The motion to fire Jurich came from James Rogers, retired chief operating officer of Hilliard-Lyons and a graduate of the UofL School of Business.

While Grissom and Postel have yet to admit it publicly — they refused to answer questions about TJ afterwards — the action was reportedly taken because Jurich had refused their demands that he fire Coach Rick Pitino. Fire him despite the fact he knew nothing about what had gone down in Minardi Hall. Then when the FBI out of thin air gets interested in college athletics, Grissom and Postel jump with both feet, suspending both of them without any discussion or due process.

Postel, who often resembles a programmed robot with his media responses, obviously wants to be considered a candidate for the school presidency. Even more obvious is that Postel is being used as a pawn by Grissom, doing the grunt work, the dirty work, while Grissom remains out of sight pulling the strings.

No way Postel ever gets to be UofL President, the person who is expected to get the school, including the faculty, employees and students, the alumni, fans, and the rest of the community moving in the same direction. He may be a good manager, possibly a great one, but he’s not very likable. Not the kind of individual who inspires confidence or wins friend easily, or gets everyday people to write checks to the University.

For UofL’s sake, one wants to hope that Grissom and Postel will be successful in lifting the clouds and getting the school back on the right course. Whether accidental or not, their first two hires — David Padgett and Vince Tyra — may have been home run selections. The first impression in both instances is that Padgett and Tyra could be the right people at the right time, with vast skills, including the people skills so lacking in the people who picked them.

Regardless of how their replacement choices turn out, Grissom and Postel will not be fondly remembered for their unfair treatment of Tom Jurich. That will come back to haunt them for years in a community that will never let them forget.

Interim Athletic Director Vince Tyra is welcomed by Interim President Greg Postel and David Grissom (Cindy Rice Shelton photo).

 

No better option than Jurich for the University of Louisville

 

Cindy Rice Shelton photo

Make no mistake, there should be no confusion. Keeping Tom Jurich is the right thing to do.

Surely common sense will prevail, and the Board of Trustees will retain him as Vice President of Athletics at the University of Louisville. There are no guarantees, however, that what’s best for the school will prevail these days.

The notion of someone seriously entertaining the notion of firing Jurich is outlandish, insulting to the school’s alumni and supporters. Over two decades he has garnered unprecedented support, making UofL the most dynamic institution in the community.

But these are not normal times, what’s up is down, what’s backward is forward, what’s out is in, bad taste is in good taste, what was once repugnant is considered the norm, and good people are often construed as bad actors. Crazy times.

Tom Jurich wants his old job back even though it means answering to David Grissom and Greg Postel (Charlie Springer photo).

Why Tom Jurich would want to go back to work for David Grissom and Greg Postel, the people reportedly wanting his job, is almost beyond comprehension. These are individuals who apparently consider the success of the athletic department a negative, unable to comprehend the positive role of sports in UofL’s rapid growth.

To people who have been a part of this success, enjoyed all the new facilities, all the outstanding athlete and all the wins during Jurich’s tenure, the intentions of Grissom and Postel are counterproductive. So intent on seizing total control of the University that they are willing to sacrifice someone who can ensure the school’s development continues.

What I have never understood is why Grissom and Postel could not appreciate the success of the athletic department.

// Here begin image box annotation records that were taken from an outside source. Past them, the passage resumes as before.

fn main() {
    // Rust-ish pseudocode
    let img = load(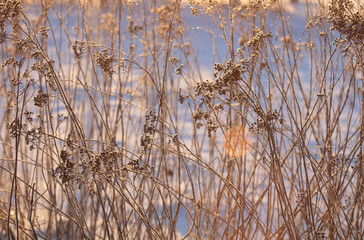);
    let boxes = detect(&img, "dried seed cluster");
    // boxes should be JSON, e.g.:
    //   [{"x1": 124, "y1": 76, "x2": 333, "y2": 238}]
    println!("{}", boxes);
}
[
  {"x1": 328, "y1": 0, "x2": 364, "y2": 44},
  {"x1": 95, "y1": 49, "x2": 115, "y2": 77}
]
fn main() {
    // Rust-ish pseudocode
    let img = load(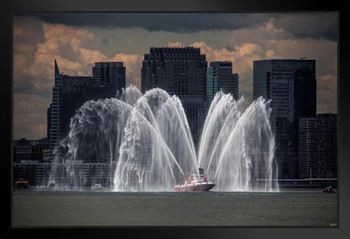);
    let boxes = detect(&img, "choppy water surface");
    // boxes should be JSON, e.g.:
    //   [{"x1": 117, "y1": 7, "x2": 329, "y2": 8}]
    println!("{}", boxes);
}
[{"x1": 13, "y1": 189, "x2": 337, "y2": 227}]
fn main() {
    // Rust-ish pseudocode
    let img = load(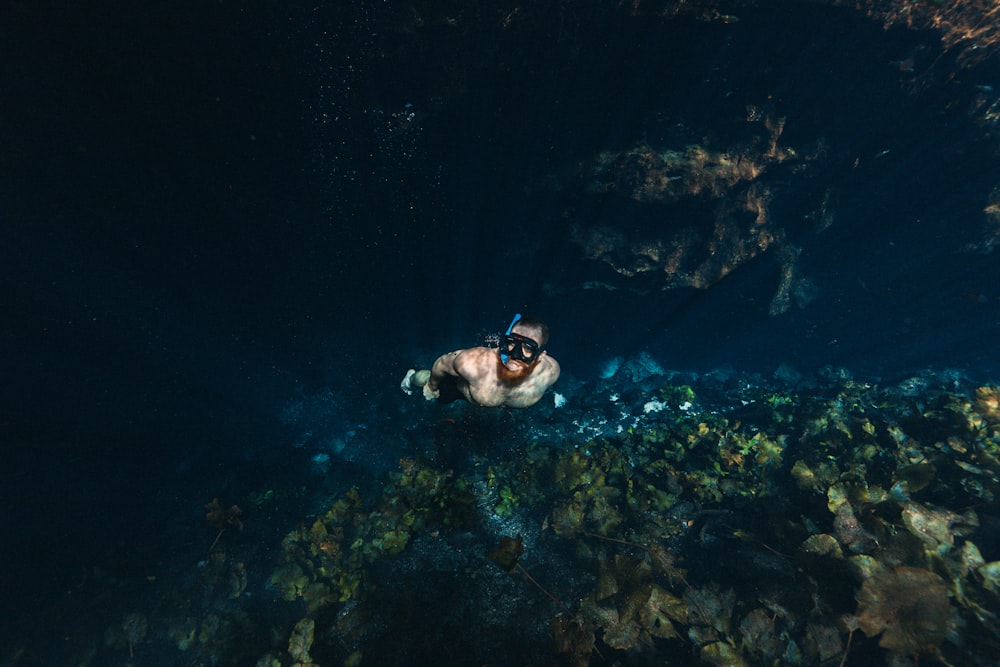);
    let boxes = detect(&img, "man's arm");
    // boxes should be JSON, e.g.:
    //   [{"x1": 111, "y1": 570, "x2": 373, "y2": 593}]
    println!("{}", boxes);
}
[{"x1": 424, "y1": 350, "x2": 462, "y2": 401}]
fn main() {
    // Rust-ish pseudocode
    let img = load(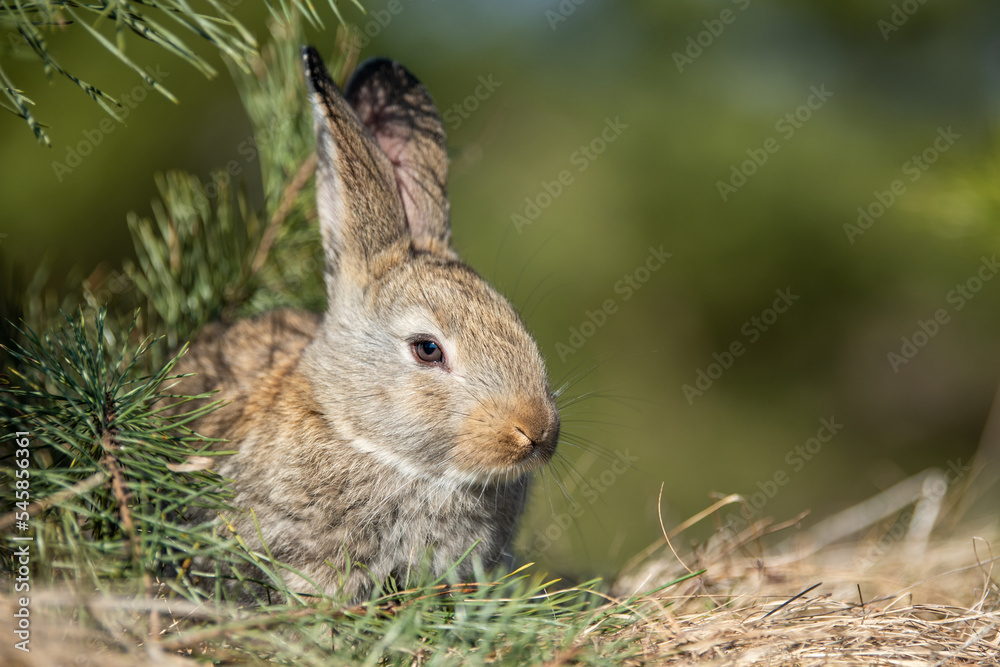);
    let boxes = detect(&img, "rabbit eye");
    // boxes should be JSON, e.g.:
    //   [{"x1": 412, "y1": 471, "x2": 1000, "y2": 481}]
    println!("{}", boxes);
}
[{"x1": 413, "y1": 340, "x2": 444, "y2": 364}]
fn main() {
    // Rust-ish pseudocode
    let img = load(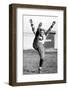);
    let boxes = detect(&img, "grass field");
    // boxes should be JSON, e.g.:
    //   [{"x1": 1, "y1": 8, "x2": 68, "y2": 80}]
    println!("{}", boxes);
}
[{"x1": 23, "y1": 49, "x2": 57, "y2": 75}]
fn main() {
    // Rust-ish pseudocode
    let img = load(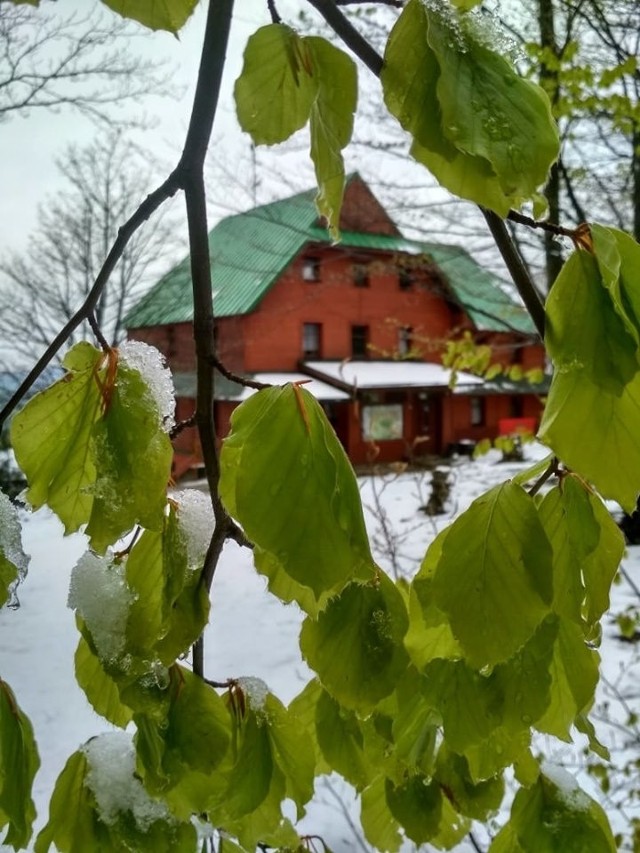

Why they couldn’t look at that success and want to emulate it for the rest of the University. Why they felt compelled to challenge the individual who made it happen. Why they wouldn’t want to get this individual in their camp, work with him and get him involved in resolving many of the school’s other challenges.

Grissom and Postel appear to share a similar management philosophy, wanting to clean house of people in power from the previous administration. Ignoring what they have done and what they can do, believing they know what’s best. Based on some obscure business principles from some antiquated management courses. What they haven’t been able to do, however, is convince UofL supporters and fans that they have the school’s best interests in mind.

The only agenda Tom Jurich has is to continue the incomparable growth and success of the school’s athletic program. He wants to be there when UofL cuts the ribbon on the 10,000-seat expansion of Papa John’s Cardinal Stadium and when another 3,000-seat expansion of Jim Patterson Stadium is completed.

He wants to be there when UofL teams are competing for national championships, when UofL athletes are competing for gold medals. He needs to be there to ensure the right person is hired for the next UofL coaching vacancy. He wants to be there to help guide the basketball program back from the current crisis.

“I love this University, the Louisville community and all of our fans,” said Jurich in a recent statement. “I plan to continue to help UofL overcome the challenges it faces and work cooperatively with the University with the support of the UofL Board of Trustees … ”

That is why he wants to return, even if means answering to Grissom and Postel. Something anyone other than a UofL fan would have a hard time believing.

Based on his track record, Tom Jurich deserves the opportunity to return to do the job he loves. There is no better option for members of the Board of Trustees, nor for the University of Louisville.

Vince Tyra shares Tom Jurich’s passion for Louisville athletics

Vince Tyra’s top priority personally and professionally is to see UofL athletics continue to thrive.

We may never know how many people were interviewed by the school to fill the acting athletic director’s role during Tom Jurich’s suspension.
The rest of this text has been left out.